Of course, this doesn’t mean that you have to steer clear of applications that work for your business and also run on smartphones. What you need to do is avoid depending on any one single platform.
Build Web Apps, Not Smartphone Apps
If you built an application for the iPhone 4, for example, and you needed constant access to a data source, how would you handle the iPhone’s reception problems? Or how would you handle the demise of the many Android platforms that will take place in the next few months as new versions are launched?
In reality, there are two approaches you can take to stay out of trouble. The first is to support more than one smartphone environment. Sure, it’s kind of a pain to develop for both the iPhone and for Android devices, and it’s more of a pain if you also have to develop for WebOS and for BlackBerry devices. But the goal is to make sure that you can use your smartphone for the benefit of your enterprise.

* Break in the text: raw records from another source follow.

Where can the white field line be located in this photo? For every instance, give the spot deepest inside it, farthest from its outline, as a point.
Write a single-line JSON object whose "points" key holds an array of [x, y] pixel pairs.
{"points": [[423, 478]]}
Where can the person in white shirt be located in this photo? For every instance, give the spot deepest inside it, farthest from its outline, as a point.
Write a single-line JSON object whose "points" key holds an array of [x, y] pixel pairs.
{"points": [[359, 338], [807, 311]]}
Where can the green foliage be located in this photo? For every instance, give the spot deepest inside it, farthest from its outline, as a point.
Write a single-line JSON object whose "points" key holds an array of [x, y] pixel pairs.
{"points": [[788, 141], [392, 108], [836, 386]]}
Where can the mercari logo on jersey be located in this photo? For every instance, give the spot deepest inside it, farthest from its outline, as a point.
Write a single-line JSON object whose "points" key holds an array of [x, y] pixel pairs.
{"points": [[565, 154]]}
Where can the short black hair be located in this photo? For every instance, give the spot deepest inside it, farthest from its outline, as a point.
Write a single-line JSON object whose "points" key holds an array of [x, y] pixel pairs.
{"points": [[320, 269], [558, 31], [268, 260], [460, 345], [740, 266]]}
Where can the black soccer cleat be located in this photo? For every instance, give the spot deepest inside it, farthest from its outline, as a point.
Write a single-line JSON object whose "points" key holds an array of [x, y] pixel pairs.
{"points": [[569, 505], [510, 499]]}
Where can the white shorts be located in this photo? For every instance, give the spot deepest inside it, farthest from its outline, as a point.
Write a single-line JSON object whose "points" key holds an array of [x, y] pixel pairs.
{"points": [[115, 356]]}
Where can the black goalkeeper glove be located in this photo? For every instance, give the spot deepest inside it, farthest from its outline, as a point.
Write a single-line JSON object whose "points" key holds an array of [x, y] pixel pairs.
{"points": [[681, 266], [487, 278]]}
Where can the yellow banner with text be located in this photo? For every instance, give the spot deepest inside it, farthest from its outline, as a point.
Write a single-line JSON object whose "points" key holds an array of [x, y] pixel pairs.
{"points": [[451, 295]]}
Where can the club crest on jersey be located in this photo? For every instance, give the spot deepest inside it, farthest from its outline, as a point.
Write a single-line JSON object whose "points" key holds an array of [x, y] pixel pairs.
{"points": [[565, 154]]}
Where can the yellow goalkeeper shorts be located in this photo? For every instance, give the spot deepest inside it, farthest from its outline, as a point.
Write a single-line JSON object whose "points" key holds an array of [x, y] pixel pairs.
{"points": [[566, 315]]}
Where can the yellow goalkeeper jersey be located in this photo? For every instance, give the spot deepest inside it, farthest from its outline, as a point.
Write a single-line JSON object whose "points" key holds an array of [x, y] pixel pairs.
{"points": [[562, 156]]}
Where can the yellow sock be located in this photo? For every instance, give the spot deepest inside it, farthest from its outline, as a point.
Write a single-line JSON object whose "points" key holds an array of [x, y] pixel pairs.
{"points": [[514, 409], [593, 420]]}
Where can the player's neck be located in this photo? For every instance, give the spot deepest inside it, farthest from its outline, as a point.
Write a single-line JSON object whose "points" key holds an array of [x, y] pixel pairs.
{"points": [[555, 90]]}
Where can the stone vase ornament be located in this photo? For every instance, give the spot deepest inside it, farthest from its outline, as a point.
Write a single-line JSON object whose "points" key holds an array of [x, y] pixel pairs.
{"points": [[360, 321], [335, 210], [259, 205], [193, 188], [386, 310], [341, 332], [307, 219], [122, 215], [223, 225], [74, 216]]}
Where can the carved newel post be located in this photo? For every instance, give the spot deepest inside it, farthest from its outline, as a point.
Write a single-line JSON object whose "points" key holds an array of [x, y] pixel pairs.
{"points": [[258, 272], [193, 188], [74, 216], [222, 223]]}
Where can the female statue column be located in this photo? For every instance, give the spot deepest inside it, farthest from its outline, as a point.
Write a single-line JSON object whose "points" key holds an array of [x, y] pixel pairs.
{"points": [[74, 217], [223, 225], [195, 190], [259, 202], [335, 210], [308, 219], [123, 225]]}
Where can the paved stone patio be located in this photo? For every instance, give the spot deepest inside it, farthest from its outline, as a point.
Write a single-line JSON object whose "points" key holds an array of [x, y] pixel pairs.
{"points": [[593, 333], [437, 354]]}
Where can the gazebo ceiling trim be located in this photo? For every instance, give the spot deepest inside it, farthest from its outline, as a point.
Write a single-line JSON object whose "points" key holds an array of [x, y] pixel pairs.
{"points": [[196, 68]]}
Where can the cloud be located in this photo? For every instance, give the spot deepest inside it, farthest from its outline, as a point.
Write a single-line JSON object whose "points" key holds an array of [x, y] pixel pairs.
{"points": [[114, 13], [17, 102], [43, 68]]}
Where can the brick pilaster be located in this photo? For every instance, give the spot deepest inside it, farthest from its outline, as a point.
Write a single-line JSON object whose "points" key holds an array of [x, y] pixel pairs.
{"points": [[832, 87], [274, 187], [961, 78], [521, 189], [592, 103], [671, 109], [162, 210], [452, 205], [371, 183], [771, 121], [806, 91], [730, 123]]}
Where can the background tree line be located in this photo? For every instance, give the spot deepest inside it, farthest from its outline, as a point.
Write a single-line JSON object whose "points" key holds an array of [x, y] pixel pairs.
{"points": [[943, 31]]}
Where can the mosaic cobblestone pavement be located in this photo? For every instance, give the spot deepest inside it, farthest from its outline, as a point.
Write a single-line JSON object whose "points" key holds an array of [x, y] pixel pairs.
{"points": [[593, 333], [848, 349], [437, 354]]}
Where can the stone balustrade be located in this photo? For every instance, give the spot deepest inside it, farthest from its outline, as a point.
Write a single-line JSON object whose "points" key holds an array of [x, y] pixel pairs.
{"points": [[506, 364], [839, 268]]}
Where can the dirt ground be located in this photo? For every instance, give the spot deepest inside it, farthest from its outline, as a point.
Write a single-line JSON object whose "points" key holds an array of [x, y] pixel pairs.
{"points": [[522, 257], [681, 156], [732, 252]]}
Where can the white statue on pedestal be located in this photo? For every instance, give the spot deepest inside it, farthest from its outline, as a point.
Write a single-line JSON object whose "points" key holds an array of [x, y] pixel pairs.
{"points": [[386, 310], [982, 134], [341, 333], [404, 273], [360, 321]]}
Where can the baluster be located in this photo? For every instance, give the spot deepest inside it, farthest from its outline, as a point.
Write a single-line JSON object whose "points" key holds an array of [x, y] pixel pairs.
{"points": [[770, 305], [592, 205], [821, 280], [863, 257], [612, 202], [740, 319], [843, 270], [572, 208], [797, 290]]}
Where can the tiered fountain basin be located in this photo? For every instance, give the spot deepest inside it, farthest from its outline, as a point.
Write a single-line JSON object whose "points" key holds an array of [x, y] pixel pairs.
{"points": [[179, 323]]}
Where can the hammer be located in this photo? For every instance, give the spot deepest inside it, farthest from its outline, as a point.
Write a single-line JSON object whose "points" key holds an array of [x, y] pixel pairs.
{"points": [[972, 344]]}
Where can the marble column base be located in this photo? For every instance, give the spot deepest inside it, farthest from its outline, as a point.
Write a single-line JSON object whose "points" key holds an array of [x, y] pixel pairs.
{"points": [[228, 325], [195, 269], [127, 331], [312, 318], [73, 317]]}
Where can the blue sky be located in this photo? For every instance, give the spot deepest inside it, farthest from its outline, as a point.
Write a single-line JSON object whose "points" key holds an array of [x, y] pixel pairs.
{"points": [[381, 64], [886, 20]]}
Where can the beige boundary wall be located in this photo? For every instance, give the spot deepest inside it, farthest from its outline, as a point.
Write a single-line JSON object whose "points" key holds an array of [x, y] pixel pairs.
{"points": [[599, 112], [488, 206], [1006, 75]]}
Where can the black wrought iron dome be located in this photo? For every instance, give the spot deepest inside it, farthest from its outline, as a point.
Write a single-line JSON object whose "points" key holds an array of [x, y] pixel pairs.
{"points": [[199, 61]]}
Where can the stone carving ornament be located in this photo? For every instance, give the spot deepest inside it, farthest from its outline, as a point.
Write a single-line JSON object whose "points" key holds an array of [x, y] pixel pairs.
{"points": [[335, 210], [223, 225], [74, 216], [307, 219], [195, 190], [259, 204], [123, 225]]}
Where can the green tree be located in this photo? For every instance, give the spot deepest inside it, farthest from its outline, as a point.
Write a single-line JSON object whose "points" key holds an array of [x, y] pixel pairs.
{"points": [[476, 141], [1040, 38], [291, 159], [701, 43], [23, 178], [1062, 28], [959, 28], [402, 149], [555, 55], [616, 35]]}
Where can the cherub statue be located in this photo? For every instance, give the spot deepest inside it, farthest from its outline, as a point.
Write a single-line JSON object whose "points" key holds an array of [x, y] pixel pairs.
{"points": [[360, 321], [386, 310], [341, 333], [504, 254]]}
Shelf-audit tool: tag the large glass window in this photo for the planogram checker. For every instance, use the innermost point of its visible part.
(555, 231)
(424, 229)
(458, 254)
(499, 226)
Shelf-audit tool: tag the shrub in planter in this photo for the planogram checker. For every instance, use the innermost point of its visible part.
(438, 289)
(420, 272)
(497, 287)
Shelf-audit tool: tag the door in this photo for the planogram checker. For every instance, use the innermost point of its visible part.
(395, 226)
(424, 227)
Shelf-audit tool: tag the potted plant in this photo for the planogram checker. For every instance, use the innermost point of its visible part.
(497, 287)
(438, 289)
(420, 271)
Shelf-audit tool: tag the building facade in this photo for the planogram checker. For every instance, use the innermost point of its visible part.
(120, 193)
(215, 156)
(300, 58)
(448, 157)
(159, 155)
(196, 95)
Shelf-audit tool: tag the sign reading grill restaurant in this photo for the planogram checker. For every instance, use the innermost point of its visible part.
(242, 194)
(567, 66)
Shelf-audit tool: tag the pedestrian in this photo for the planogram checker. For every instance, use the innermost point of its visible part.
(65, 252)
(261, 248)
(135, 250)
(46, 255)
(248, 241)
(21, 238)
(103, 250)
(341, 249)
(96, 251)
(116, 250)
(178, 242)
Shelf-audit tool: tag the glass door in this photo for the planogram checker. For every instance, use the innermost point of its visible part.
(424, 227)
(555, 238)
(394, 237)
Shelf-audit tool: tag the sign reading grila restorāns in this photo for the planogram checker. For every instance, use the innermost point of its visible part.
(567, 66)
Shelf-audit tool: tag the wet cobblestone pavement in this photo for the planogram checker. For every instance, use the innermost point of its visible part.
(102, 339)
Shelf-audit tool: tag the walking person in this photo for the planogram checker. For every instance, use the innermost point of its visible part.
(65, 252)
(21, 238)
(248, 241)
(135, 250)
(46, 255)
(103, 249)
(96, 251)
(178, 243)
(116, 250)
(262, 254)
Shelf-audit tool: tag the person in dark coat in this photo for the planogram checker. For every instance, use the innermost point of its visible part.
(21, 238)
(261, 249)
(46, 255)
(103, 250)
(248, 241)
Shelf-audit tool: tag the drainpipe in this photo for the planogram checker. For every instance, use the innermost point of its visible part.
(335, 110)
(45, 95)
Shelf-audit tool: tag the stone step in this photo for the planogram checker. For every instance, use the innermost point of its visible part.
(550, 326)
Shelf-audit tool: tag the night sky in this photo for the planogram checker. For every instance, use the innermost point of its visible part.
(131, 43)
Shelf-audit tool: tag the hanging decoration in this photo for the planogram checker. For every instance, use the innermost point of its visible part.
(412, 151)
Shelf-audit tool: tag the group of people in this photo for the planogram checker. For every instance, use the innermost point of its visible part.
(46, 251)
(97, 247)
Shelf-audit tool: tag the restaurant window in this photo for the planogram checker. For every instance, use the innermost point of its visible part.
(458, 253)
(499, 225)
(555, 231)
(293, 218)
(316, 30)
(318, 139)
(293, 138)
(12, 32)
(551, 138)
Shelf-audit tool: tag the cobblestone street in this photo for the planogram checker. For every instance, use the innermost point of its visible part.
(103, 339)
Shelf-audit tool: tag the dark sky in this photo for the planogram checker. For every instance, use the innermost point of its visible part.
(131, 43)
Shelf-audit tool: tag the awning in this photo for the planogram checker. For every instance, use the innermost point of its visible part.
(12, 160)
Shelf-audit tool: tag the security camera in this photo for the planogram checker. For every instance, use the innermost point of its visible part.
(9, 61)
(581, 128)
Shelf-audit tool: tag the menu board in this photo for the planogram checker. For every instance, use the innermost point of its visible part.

That means making sure that your important mobile business applications will always run, even if it requires supporting multiple models.
Perhaps a better approach, however, is to support your enterprise’s needs with Web-based applications. You’ll still have to deal with issues such as reliable reception, but at least you won’t have to write a new application every time a hardware platform gets upgraded.
Most smartphones support fairly decent Web browsers these days, and as long as you can detect what browser you’re serving, you can make a point of avoiding things that don’t work, such as Flash for users with iPhones. The only real limitations then are the small screen size of some devices and delays in delivering multimedia information in areas with poor reception, and those issues can be handled with proper design.
But it’s important to note that the best plan is not to decide that you’re going to support a single platform, and work from there. Single platforms have a way of going away with little warning. While some smartphone companies are better than others when it comes to helping you with a transition, your real goal is to make application transitions on your own schedule, not on Apple’s, Motorola’s or Palm’s.
To ensure application stability and continuity, you have to start with the assumption that the smartphone you’re currently designing your applications for will probably not exist by the time you’ve finished. So instead of locking yourself into a single set of features, plan for a steady and rapid pace of change so you can be ready when it happens.